HM-G: Ja, genau, ich habe die Farben und Formen der jeweiligen Person und/oder Musikrichtung angepasst, damit habe ich eine Verbindung von Farben, Formen und Musikrichtung geschaffen. Elton John ist ja der „bunte Vogel“, deswegen auch ein Outfit mit bunten Federn und den Chopin habe ich dann Gold, Grau- und Brauntönen kreiert, eben klassisch, passend zum 19. Jahrhundert.

gh: Bevor du mit dieser Serie losgelegt hast, hast du dir zuerst angeguckt was es sonst noch an Porträts von Pianisten gibt in der Geschichte der Malerei? Es gibt zum Beispiel ein sehr bekanntes Bild des französischen Impressionisten Gustave Caillebotte mit dem Titel „Junger Mann spielt Piano“. Haben dir solche Meisterwerke als Inspiration gedient für deine eigene Arbeit?

HM-G: Nein, das mache ich grundsätzlich nicht, um nicht unbewusst ein ähnliches Bild, das es ja nun schon einmal gibt, nicht zu kopieren. Ich gehe gerne unbeschwert und unbeeinflusst an die Werke ran. 

gh: Erläutere doch bitte für unsere Leser wie du stattdessen an so ein Werk herangehst? Hast du bereits einen Pianisten im Kopf und rufst das ab oder siehst du dir im Internet Fotografien dieser Pianisten an. Oder inspirieren dich eventuell auch von dir besuchte Live-Konzerte?
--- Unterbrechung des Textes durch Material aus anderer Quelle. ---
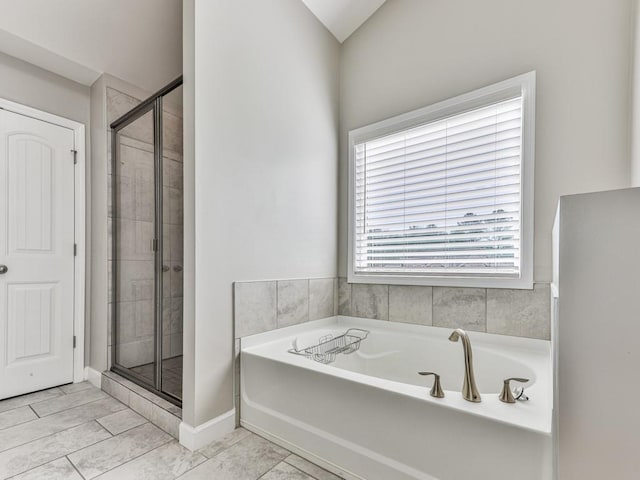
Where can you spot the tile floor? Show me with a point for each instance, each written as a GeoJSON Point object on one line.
{"type": "Point", "coordinates": [79, 432]}
{"type": "Point", "coordinates": [171, 374]}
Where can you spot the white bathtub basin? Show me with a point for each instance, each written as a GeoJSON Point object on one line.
{"type": "Point", "coordinates": [369, 414]}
HM-G: Ich male oft nach Fotovorlage, aber auch aus der Erinnerung heraus, das ist immer sehr unterschiedlich. Meine Inspiration rührt teilweise auch von früher her, zum Beispiel als die Hits von Grönemeyer aktuell waren.
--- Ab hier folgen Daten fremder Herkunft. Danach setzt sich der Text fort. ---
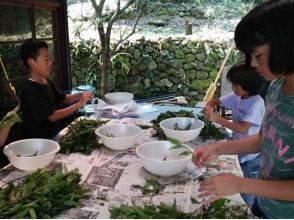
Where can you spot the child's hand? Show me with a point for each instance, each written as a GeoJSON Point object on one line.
{"type": "Point", "coordinates": [203, 154]}
{"type": "Point", "coordinates": [208, 112]}
{"type": "Point", "coordinates": [219, 186]}
{"type": "Point", "coordinates": [85, 97]}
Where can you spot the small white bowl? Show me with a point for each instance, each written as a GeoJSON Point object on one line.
{"type": "Point", "coordinates": [168, 127]}
{"type": "Point", "coordinates": [152, 155]}
{"type": "Point", "coordinates": [21, 153]}
{"type": "Point", "coordinates": [118, 97]}
{"type": "Point", "coordinates": [119, 136]}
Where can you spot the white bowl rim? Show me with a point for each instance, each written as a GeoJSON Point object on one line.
{"type": "Point", "coordinates": [119, 93]}
{"type": "Point", "coordinates": [97, 131]}
{"type": "Point", "coordinates": [163, 161]}
{"type": "Point", "coordinates": [168, 119]}
{"type": "Point", "coordinates": [30, 157]}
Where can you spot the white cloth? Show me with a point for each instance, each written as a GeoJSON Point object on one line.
{"type": "Point", "coordinates": [250, 110]}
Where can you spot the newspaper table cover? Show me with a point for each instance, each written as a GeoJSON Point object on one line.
{"type": "Point", "coordinates": [110, 177]}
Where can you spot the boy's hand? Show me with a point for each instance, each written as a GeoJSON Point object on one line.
{"type": "Point", "coordinates": [219, 186]}
{"type": "Point", "coordinates": [204, 153]}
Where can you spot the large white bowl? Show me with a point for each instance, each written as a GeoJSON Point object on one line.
{"type": "Point", "coordinates": [118, 97]}
{"type": "Point", "coordinates": [168, 127]}
{"type": "Point", "coordinates": [21, 153]}
{"type": "Point", "coordinates": [152, 156]}
{"type": "Point", "coordinates": [119, 136]}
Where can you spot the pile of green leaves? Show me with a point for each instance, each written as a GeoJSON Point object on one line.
{"type": "Point", "coordinates": [81, 137]}
{"type": "Point", "coordinates": [218, 209]}
{"type": "Point", "coordinates": [43, 194]}
{"type": "Point", "coordinates": [10, 118]}
{"type": "Point", "coordinates": [208, 131]}
{"type": "Point", "coordinates": [169, 114]}
{"type": "Point", "coordinates": [151, 186]}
gh: Du bist selber Musiker, spielst aber Bass und nicht Klavier. War es dennoch hilfreich für dich als Musiker, andere Musiker zu porträtieren?

HM-G: Man kann sich schon besser in die Materie einfühlen, wenn man selber Bezug zu dem Thema hat, das ist klar. Da auf dem Klavier alle Töne gespielt werden, natürlich auch die Basslinien, bin ich schon von Klaviermusik beeinflusst. Es bilden sich bei mir im Kopf Muster, die die Basslinien vor meinem inneren Auge abspielen, das ist natürlich sehr hilfreich. Diese Muster fließen dann auch anteilig mit in die Bilder ein.
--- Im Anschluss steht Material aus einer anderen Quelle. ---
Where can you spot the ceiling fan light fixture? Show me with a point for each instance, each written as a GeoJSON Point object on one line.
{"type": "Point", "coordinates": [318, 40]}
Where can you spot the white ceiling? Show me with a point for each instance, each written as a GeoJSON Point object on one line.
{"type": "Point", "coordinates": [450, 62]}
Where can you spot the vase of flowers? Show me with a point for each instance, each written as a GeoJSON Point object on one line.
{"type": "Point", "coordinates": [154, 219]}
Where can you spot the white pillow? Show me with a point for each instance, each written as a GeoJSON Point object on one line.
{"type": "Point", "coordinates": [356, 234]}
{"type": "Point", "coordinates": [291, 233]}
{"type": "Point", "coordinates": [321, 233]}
gh: Was mich in der Ausstellung wirklich berührt hat, war, wie du nicht nur die Pianisten, sondern teilweise auch den Akt des Musizierens auf die Leinwand gebracht hast. Kannst du diesen Prozess etwas näher erläutern, hast du zum Beispiel während des Malens Klaviermusik gehört?

HM-G: Ich höre oft Popmusik beim Malen: Sting, die Rolling Stones, David Bowie und so weiter. In diesem Fall habe ich mir tatsächlich auch Klassik von Frédéric Chopin, Neo-Klassik/Ambient von Ryuichi Sakamoto und anderen angehört, um mich noch besser in die Bilder einzufühlen.

gh: Wie siehst du die zukünftige Entwicklung deiner Arbeit und welche neuen Themen oder Medien möchtest du demnächst angehen? Gibt es da schon neue Ideen? Vor allem hinsichtlich der PIANISTEN-Serie? Soll diese fortgeführt werden?

HM-G: Ja, es gibt ja noch so viele klassische Pianisten zu entdecken, ein sehr interessantes Thema für mich. Im Jazz wäre das zum Beispiel Ray Charles, die Dynamik seines Spiels fasziniert mich immer wieder.

gh: Lass uns zum Schluss noch kurz über das Thema reden, das derzeit in aller Munde ist: Künstliche Intelligenz. Ihr Einfluss auf Kreativität und Produktivität ist in der Kunstwelt ein kontroverses Thema. Hast du auch schon mit KI-Kunst experimentiert? Wie wird sich deiner Meinung nach KI auf das Leben von Künstlern und den kreativen Prozess auswirken?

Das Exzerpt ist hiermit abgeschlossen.